SDEROT, Israel (Reuters) - Israeli aircraft attacked a Hamas target in the Gaza Strip on Thursday after a Palestinian rocket strike, the Israeli military said, in the first serious cross-border flare-up since a surge in fighting last month.
A second rocket launched in the evening hit a house in the Israeli border town of Sderot but caused no casualties, police said. There was no immediate comment from Palestinian factions.
The latest hostilities followed Israel’s closure of offshore waters to Gaza fisherman on Wednesday in what it said was a response to incendiary balloons launched across the frontier that caused fires in fields in southern Israel this week.
In a statement, the military said fighter planes attacked “underground infrastructure” in a compound belonging to the Hamas militant group that rules Gaza. There were no injuries.
The military said it was responding to a rocket fired from Gaza overnight that was intercepted by Iron Dome air defenses. Israel signaled it was trying to contain the confrontation.
“There’ll be another (military) campaign in the Gaza Strip,” security cabinet minister Yoav Gallant told Reshet 13 TV.
“We will decide the timing and we will decide the conditions. And I will not play into Hamas’ hands when it is the one that wants do this (escalation).”
In two days of heavy fighting in early May, projectiles from Gaza killed four civilians in Israel, local health officials said, and Israeli strikes killed 21 Palestinians, over half of them civilians, according to Gaza health authorities.
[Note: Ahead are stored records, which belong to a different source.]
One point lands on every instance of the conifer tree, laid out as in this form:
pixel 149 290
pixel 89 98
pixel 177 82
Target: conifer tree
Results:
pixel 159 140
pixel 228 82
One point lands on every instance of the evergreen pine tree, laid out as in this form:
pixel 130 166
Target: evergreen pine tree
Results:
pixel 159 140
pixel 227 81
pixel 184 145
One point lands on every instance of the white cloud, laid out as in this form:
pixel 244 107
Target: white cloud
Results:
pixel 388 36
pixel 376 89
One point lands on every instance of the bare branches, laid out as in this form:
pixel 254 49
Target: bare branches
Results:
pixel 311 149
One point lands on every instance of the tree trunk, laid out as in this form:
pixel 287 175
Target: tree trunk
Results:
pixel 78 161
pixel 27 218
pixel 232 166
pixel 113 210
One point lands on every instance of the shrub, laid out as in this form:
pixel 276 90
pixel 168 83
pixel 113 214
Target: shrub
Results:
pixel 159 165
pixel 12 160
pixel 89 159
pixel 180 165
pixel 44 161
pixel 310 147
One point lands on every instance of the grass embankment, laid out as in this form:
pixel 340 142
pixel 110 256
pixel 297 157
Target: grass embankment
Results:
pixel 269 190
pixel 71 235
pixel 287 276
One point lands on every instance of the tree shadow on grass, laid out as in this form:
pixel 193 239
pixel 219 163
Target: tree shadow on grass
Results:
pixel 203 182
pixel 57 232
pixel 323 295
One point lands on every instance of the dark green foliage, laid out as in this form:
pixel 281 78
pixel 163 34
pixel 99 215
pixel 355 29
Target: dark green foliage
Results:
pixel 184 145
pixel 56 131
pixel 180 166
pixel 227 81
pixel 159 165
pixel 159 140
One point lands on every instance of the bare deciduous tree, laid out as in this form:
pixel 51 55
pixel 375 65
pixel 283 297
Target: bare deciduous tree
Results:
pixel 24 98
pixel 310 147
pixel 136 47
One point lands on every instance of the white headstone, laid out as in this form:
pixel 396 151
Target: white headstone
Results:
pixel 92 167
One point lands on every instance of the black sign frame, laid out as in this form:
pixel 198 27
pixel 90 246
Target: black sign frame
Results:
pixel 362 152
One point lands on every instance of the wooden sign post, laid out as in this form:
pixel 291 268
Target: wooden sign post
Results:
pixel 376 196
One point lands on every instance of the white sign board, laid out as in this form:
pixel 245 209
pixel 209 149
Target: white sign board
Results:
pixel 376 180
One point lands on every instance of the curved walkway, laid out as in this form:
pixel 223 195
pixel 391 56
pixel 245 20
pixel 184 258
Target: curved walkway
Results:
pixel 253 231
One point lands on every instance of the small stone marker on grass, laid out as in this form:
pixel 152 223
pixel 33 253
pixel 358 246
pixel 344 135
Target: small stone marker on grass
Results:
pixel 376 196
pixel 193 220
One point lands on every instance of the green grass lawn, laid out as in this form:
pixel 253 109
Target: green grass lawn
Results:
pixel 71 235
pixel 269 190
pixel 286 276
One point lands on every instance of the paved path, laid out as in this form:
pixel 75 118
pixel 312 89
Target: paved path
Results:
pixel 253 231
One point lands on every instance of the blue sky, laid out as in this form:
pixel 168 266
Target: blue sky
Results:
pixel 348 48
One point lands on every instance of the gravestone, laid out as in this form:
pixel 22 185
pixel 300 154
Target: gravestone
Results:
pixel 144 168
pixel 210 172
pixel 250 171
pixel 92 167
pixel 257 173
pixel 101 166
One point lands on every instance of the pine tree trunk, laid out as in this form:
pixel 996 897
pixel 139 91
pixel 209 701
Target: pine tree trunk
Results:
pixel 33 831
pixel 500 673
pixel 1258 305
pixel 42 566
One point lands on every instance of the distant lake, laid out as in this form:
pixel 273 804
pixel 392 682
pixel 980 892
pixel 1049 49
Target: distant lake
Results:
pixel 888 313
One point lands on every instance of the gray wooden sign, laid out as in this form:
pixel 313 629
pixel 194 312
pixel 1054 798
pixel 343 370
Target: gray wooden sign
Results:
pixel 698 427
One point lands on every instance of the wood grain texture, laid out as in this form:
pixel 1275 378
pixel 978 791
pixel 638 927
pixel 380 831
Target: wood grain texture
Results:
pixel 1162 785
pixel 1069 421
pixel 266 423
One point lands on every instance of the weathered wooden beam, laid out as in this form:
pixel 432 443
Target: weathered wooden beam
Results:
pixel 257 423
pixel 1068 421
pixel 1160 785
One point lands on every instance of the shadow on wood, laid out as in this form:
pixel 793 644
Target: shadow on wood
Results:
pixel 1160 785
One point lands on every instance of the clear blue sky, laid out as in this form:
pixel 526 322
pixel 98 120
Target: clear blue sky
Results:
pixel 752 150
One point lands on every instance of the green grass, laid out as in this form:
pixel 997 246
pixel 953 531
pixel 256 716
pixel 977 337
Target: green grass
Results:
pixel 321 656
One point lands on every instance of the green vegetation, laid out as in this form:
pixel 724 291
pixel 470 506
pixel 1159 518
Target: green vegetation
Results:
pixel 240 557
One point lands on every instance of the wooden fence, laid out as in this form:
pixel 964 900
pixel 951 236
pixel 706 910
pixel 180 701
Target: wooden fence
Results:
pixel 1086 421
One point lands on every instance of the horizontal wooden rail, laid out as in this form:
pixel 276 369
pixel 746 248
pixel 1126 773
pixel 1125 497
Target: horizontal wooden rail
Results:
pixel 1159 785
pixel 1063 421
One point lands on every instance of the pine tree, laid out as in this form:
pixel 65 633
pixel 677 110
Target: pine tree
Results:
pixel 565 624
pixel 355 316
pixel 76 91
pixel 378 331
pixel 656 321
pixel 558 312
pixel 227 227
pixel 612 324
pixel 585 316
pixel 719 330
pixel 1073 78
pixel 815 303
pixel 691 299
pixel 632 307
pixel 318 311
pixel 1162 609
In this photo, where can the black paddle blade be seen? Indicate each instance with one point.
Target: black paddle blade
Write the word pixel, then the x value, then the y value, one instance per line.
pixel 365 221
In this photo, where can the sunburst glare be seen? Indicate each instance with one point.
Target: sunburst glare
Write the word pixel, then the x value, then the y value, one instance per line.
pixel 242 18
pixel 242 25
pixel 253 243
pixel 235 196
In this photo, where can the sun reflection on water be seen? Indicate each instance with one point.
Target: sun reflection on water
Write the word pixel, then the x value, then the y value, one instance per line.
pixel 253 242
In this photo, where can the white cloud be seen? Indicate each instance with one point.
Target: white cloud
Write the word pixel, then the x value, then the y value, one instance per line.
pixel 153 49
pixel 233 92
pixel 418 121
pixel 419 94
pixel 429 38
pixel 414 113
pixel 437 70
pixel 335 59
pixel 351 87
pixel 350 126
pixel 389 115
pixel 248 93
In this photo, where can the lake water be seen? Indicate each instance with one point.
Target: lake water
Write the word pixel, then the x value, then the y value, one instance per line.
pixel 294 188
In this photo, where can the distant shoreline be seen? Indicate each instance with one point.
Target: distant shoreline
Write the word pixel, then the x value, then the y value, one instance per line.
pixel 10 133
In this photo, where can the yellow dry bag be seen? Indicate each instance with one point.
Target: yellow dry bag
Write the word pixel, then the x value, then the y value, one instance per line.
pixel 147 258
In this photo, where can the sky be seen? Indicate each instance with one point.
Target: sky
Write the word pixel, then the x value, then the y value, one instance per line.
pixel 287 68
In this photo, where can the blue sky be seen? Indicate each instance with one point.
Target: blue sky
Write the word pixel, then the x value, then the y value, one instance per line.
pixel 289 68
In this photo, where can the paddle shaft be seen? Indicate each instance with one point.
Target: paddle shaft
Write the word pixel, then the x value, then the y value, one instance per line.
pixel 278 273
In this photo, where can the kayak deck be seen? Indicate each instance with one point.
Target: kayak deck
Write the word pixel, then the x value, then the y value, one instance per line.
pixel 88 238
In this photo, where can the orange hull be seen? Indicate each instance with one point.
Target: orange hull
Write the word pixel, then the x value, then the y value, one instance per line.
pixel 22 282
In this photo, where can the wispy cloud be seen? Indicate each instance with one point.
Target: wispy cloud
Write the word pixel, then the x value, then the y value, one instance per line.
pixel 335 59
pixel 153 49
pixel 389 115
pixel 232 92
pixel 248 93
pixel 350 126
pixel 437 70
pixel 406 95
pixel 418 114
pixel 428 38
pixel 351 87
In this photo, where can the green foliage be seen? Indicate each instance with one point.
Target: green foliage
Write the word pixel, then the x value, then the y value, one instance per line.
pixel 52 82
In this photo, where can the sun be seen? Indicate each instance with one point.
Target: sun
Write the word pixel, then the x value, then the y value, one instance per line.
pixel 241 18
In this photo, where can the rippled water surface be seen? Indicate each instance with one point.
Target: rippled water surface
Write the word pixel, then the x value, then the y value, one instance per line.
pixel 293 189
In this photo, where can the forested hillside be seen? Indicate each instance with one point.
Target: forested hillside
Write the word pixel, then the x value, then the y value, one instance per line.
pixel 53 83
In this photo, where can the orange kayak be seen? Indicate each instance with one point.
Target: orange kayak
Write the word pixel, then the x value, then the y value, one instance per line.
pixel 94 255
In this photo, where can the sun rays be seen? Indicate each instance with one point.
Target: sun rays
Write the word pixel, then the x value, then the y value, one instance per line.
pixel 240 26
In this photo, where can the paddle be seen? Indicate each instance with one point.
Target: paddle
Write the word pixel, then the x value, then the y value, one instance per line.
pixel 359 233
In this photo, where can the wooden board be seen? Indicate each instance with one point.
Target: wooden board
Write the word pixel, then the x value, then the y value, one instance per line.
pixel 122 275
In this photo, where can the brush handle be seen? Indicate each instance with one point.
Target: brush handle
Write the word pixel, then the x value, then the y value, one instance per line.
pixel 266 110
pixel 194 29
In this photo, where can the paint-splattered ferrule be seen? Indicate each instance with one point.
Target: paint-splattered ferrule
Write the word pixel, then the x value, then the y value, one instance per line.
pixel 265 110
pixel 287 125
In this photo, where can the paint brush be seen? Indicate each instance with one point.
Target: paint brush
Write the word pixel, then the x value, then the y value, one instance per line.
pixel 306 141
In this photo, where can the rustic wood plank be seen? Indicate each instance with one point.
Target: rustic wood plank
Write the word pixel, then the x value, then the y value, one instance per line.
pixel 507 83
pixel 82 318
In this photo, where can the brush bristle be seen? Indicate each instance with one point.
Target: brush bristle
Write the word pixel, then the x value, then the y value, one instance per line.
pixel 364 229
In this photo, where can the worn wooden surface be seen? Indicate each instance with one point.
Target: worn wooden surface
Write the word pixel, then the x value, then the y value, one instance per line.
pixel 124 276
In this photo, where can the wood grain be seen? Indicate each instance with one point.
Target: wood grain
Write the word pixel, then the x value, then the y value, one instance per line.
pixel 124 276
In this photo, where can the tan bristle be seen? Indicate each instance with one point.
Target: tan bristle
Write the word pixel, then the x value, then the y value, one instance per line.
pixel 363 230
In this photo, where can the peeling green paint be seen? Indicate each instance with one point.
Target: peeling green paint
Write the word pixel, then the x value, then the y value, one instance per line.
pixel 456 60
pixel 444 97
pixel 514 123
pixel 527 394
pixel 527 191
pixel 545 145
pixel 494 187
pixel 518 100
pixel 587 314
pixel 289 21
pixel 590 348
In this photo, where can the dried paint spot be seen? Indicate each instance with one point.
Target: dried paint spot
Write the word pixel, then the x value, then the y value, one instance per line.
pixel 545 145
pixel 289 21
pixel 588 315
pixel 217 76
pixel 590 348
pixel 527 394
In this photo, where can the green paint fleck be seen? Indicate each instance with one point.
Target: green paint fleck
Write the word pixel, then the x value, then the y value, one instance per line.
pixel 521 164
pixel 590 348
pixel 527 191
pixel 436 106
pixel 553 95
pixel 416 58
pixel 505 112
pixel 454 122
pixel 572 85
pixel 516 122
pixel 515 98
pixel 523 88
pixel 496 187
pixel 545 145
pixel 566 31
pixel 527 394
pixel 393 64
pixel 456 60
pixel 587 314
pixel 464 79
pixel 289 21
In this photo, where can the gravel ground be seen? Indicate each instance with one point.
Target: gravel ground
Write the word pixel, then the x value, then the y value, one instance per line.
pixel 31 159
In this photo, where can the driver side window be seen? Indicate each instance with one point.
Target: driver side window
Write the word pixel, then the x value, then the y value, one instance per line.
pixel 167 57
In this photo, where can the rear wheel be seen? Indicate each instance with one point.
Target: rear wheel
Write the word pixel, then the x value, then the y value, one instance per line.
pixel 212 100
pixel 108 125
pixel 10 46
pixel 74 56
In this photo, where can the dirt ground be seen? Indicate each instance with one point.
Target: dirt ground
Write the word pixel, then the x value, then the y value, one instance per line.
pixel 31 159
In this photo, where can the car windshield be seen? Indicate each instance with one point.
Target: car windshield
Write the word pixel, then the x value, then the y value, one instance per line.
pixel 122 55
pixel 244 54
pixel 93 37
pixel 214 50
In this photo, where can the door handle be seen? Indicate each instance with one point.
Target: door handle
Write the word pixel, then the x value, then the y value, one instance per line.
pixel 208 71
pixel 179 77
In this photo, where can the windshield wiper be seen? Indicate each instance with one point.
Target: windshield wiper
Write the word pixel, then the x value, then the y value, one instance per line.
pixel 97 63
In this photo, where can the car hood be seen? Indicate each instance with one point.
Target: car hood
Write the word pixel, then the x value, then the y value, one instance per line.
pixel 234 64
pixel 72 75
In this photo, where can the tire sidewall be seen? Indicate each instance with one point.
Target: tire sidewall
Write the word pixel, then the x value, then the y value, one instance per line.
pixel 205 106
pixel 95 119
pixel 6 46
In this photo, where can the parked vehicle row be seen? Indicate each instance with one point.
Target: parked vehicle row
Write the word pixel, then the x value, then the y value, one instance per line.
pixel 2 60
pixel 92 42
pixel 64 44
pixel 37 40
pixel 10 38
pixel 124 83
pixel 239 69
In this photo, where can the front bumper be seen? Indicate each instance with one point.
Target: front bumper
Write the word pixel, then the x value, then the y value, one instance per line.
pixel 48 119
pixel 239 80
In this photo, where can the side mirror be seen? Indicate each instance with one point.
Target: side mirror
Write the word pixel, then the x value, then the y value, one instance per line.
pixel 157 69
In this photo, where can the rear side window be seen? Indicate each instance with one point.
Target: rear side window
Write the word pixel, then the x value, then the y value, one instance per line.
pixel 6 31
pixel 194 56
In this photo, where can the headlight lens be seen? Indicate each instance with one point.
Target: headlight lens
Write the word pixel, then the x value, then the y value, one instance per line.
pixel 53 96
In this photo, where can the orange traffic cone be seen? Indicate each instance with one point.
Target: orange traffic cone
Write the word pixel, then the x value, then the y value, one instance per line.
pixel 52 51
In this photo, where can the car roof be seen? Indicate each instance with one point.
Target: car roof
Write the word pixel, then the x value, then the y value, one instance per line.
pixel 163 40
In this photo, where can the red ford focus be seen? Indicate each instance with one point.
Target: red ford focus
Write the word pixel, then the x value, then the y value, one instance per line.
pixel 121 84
A ceasefire mediated by Egypt, Qatar and the United Nations ended that round of violence.
Some two million Palestinians live in Gaza, whose economy has suffered years of Israeli and Egyptian blockades as well as recent foreign aid cuts and sanctions by the Palestinian Authority, Hamas’s rival in the Israeli-occupied West Bank.
Israel says its blockade is necessary to stop arms reaching Hamas, with which it has fought three wars since the group seized control of Gaza in 2007, two years after Israel withdrew its settlers and troops from the small coastal enclave.